For years, Sen. Chris Murphy has introduced federal legislation that would limit the use of restraint and seclusion in schools, and for years the proposals have fallen far short of passage.
Yet, Murphy says he sees progress on the issue. When he introduced the latest version of the Keeping All Students Safe Act this spring, he had several new cosponsors, including Sen. Bernie Sanders, I-VT, who leads the Senate committee overseeing education. Meanwhile, he has observed gradual change at the state level, with New York on Monday establishing new restrictions on restraint and seclusion.
In Connecticut, the state legislature this year considered a bill that would have limited restraint and banned seclusion, though it did not ultimately pass. Some school systems, including Waterbury most recently, have already taken steps to curb restraint and seclusion in their districts.
Nationally, students are restrained and secluded more than 2,000 time each day, on average, with Black students and those with autism and other developmental disabilities disproportionately affected. Restraint refers to physically holding back students' limbs to limit their movement, while seclusion refers to the practice of locking students in rooms they're not able to leave.
On Monday, CT Insider asked Murphy about his interest in restraint and seclusion, the politics around the issue and what it might ultimately take to change how schools treat students in crisis.
How did the subject of restraint and seclusion come to your attention? And how did that become something that rose above the fray and that you were interested in putting time and energy into?
A couple of ways. So maybe five years ago, there was a high-profile story out of Middletown, about the use of what the school there called "scream rooms." And that story just ripped me to my core. At the time, I had kids about the same age as the kids described in that story, and the idea that anybody would think that the right thing for a kid in crisis was to lock them in a room, let them tear the walls and the doors until they were so exhausted and so upset that they finally stopped screaming, it was unacceptable. So that certainly was something that caught my attention.
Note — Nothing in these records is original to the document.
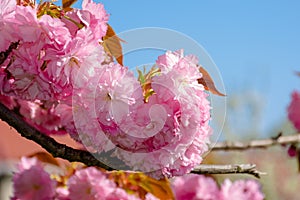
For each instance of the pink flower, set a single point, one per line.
(90, 184)
(120, 194)
(195, 187)
(8, 101)
(7, 32)
(32, 182)
(241, 189)
(294, 110)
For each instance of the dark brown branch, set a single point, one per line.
(228, 169)
(68, 153)
(48, 143)
(255, 144)
(4, 54)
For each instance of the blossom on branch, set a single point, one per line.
(294, 110)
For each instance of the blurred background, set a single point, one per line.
(256, 47)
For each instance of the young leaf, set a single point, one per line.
(112, 44)
(67, 4)
(142, 184)
(45, 157)
(208, 83)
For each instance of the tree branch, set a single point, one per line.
(256, 144)
(48, 143)
(228, 169)
(68, 153)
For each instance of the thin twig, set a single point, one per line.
(228, 169)
(68, 153)
(255, 144)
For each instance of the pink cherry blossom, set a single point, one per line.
(90, 184)
(195, 187)
(294, 110)
(7, 10)
(32, 182)
(241, 189)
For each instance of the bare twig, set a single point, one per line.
(255, 144)
(68, 153)
(228, 169)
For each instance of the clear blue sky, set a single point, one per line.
(255, 44)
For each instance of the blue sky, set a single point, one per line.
(255, 44)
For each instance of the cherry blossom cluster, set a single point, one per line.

Admittedly, my wife spent 10 years as a legal-aid lawyer working for kids in need, and she for 10 years represented special-needs kids in schools. And so I also heard through her a lot of these stories about how a lot of teachers just didn't know how to handle these kids. So their default, understandably, was to put hands on the kids or to tie the kids' hands up to try to prevent somebody from getting hurt. My wife was always just very concerned that there wasn't enough training and education to teachers and administrators about how to deal with kids with disabilities and kids who had predilections towards violence. So leading into the story about the scream rooms I had heard a lot about this from Cathy, and then it was after the story about the scream rooms that I started the process of introducing KASSA.
I know it's been somewhat hard to get traction at the federal level. But just today, the New York State Board of Regents voted to limit the use of restraint and to ban seclusion altogether. Does it feel like there is some momentum on this issue?
There is undoubtedly momentum. Connecticut has been getting better. We still have a ways to go. I don't have the list of states in front of me, but I know New York's not the only state that has made progress. But I really hope that this doesn't become a red-state, blue-state issue. Sometimes because blue states are doing something, red states think that it must be bad by definition, and I don't know why we just can't come to a conclusion that, except in the most serious circumstances, we shouldn't be putting our hands on kids in schools.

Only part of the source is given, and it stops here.